We’re hoping for big things and a sense of normality to return after such a tumultuous year. We’ve thought of all the important things: fish & chips, scenic views, and booze – and this year, we intend to sample all the goods that Yorkshire has to offer.
We didn’t complete our bucket list this year, but we did enjoy the bits we got to do. From walking the canals of Hebden Bridge to camping under the stars at Camp Katur. We’ve set ourselves more beautiful places to visit in 2022 without a new bucket list for the coming year. Our focus this year is on wellness, so each of our choices offers something to help feel balanced, whether it’s something for the mind, body or soul.
Daffodil Walk, Farndale
This spring, we don’t want to miss out on our hit of serotonin from this stunning daffodil valley in the North York Moors. The valley floor becomes completely carpeted with the happy-hue of daffodils, and it provides an unbeatable landscape.
One for the summer months, this triple-award winning attraction in North Yorkshire is like something of a dream world. You can potter around this sensory overload in a maze of lavender and feel relaxed in having the sun’s rays fill you with much-needed vitamin D.
This district of the Yorkshire Dales National Park has been made famous thanks to its creamy cheese. It also has wide-open valleys and a beautifully distinctive look to the place. The lush pastures are not only great for cows. They make for amazing walks, great for getting that natural hit of dopamine.
Tan Hill/ Ravenseat Farm
Just a stone’s throw away from each other in the Swaledale region of the Yorkshire Dales, the UK’s highest pub sits 1,732 feet above sea level, and we are desperate to see if a nice pint hits different up in the hills. Whilst we are there, we thought we’d like to pop over to Ravenseat Farm for a spot of cream tea at the home of Channel 5’s Our Yorkshire Farm.
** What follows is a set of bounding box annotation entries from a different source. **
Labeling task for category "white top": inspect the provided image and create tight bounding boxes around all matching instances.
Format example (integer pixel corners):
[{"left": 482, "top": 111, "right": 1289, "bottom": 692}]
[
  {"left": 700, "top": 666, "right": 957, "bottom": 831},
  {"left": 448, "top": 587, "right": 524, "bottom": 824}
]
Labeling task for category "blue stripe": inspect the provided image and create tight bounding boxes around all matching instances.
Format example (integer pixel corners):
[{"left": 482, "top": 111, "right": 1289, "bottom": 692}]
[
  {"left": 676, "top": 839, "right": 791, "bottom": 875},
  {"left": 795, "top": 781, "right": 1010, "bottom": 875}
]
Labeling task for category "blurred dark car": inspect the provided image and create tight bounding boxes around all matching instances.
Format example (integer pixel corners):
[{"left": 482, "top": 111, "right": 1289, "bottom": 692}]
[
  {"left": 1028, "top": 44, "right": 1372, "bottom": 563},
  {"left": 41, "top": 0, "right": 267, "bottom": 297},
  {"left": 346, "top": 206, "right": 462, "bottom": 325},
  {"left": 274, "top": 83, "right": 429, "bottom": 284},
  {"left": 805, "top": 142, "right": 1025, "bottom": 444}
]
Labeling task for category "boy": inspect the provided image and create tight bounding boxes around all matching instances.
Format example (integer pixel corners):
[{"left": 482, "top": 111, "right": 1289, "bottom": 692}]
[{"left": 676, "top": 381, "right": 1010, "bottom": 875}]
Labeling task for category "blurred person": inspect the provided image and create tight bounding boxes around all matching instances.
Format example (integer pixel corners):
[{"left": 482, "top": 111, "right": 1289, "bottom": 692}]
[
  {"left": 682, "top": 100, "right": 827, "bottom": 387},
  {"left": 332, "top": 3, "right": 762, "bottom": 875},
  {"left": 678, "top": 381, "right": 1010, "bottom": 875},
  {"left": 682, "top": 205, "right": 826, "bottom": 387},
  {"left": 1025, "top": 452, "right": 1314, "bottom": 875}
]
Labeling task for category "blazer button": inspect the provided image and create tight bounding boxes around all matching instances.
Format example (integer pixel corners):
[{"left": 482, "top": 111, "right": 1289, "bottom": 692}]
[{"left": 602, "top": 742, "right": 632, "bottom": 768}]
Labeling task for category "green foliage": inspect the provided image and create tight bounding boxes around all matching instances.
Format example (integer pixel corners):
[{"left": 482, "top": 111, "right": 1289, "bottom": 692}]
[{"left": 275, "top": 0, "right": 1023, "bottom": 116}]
A great base for many attractions in the Yorkshire Dales such as Gordale Scar, Ingleborough Cave, White Scar Caves and Stainforth Force. The picturesque market town is also the start of the famous Settle to Carlisle railway journey.
We’ve not visited Whitby since pre-coronavirus and we are dying to get back to taste some proper fish & chips again. A trip to Whitby wouldn’t be right without climbing the famous 199 steps to reach Whitby Abbey, the inspiration for gothic fiction, Dracula.
Robin Hood’s Bay
The old-fashioned fishing village in the North York Moors has been on our radar for some time. You can enjoy a great little walk along the cliffs on the Cleveland Way trail before heading into the village for a nice pub lunch or a bevvie.
Known as England’s book town, we’d love to pop and get our hit of literature from this place in the Yorkshire Dales. It was given the title in 2003, strictly in Cumbria it joins over 40 towns globally who also hold the moniker. Officially speaking, it’s a small town – usually rural – in which second‑hand and antiquarian bookshops are concentrated, and Sedbergh definitely fits the bill.
Sat along the meandering River Swale, the historic market town of Richmond has seen a huge leap in popularity, according to the latest official figures from the Land Registry. It has a beautiful market place and plenty of places to visit and enjoy.
The Ale Trail
It wouldn’t be a year in Yorkshire without going for a few ales, and the ale trail that visits pubs along the Pennines railway line between Leeds and Manchester is a great way to see what great breweries are producing in Yorkshire at the moment.